Publicado
en diario Expreso el 25 de marzo de 2022.
Vicente de Valverde fue
un fraile dominico que participó en la conquista española del Perú comandada
por el Adelantado Francisco Pizarro. En 1532, Valverde fue quien le dio una
biblia al inca Atahualpa, que el indígena arrojó lejos de sí (después de lo
cual, Valverde lo calificó de ‘perro’).
También él lo bautizó, él firmó su sentencia de muerte y él celebró la misa por
el eterno descanso de su alma cristiana. Tras la muerte de Atahualpa, la
conquista era cuestión de tiempo.
Por los éxitos de la
conquista, Valverde llegó a ser en 1537 el primer Obispo de Cusco (cuando ése
era el único obispado en Sudamérica entera) y fue un gran consejero del ahora Marqués
Francisco Pizarro, un hombre ennoblecido por su ambición y pariente lejano de Valverde.

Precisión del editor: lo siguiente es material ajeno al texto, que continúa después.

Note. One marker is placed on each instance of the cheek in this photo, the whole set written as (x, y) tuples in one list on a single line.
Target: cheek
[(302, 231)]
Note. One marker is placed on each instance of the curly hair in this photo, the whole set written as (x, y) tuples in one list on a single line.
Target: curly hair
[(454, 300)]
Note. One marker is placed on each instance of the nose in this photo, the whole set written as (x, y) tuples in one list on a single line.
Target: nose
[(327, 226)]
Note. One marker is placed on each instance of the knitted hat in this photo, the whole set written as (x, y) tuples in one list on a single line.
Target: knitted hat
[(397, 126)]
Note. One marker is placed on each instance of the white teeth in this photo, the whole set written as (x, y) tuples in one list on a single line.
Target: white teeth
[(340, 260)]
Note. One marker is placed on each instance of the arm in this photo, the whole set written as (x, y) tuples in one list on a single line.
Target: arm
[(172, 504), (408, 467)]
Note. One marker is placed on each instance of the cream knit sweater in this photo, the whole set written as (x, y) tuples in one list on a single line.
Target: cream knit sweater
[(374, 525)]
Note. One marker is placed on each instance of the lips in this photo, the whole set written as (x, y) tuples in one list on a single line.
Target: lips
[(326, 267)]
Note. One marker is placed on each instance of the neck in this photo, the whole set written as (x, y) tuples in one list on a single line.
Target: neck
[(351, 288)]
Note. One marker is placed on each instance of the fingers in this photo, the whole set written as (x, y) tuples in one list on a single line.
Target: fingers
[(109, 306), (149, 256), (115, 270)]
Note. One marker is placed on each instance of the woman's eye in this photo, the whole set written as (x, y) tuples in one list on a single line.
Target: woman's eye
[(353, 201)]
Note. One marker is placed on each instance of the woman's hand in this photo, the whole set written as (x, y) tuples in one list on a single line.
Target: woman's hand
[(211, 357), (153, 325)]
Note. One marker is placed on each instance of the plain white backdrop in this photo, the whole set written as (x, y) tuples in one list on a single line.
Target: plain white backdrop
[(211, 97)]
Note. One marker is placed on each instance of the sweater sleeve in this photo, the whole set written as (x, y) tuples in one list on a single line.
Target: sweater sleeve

Pizarro, siendo el Gobernador del Perú, murió en un episodio de venganza
protagonizado por otros españoles (es fama que le atravesaron una espada en la
garganta), el 26 de junio de 1541, en Lima.
Enterado del asesinato
de Pizarro, Vicente de Valverde temió por su vida. Huyó, entonces, para
salvarla pero en su huida iba a perderla. Le ocurrió como en aquel cuento persa
en que la Muerte hace una advertencia a un individuo y él decide huir lejos,
únicamente para encontrarse con la Muerte en el lugar al que él huyó (en el
cuento persa, ese lugar es la ciudad de Isfahán). Para el Obispo Valverde, su
Isfahán fue la isla Puná. Allí él encontró la muerte, pero no a manos de los
españoles vengativos de los que estaba huyendo, sino de los indígenas que allí
habitaban y que aún lo recordaban.
Porque antes de la
captura y muerte de Atahualpa y aún antes de penetrar al continente por Tumbes,
el Adelantado Francisco Pizarro y su hueste, incluido el fraile dominico Vicente
de Valverde, permanecieron unos meses en la isla Puná, a la espera de unos
refuerzos que vendrían desde Panamá para acometer la conquista en el
continente. Fueron a la isla Puná por invitación de su cacique, pero estos
invitados europeos no tardaron en comportarse como la rudimentaria gente de
conquista que era, por lo que no tardaron en producirse desconfianzas y rumores
que lo llevaron a Pizarro a apresar a los jefes punáes y a entregarlos a sus
enemigos de Tumbes, que los decapitaron.
Los isleños, entonces,
se sublevaron. Se enfrentaron a los españoles y aunque eran mucho más
numerosos, perdieron. Los españoles, como lo destacó William Prescott en su Historia de la conquista del Perú,
tuvieron a su favor ‘armas y disciplina’.
Eran buenos y curtidos soldados, llenos de ambición, luchando contra tribus de
infieles que no conocían a Cristo. Así lo aseguraba en su prédica el fraile
Valverde, un entusiasta del sometimiento de los no cristianos.
En ocasiones, los
pueblos no olvidan. Diez años después de la derrota de los sublevados de Puná, en
plena huida de la muerte segura a manos de los españoles vengativos, el fraile Vicente
de Valverde regresó a la isla. Iba de paso, pues su idea era aprovisionarse y
seguir su camino. La idea de los punáes fue una muy distinta. Es fama que lo
detuvieron mientras oficiaba una misa y que tuvo una muerte atroz: lo
desollaron en tiritas y se lo comieron.
En Puná encontró la
muerte el primer Obispo sudamericano, como festín de los isleños.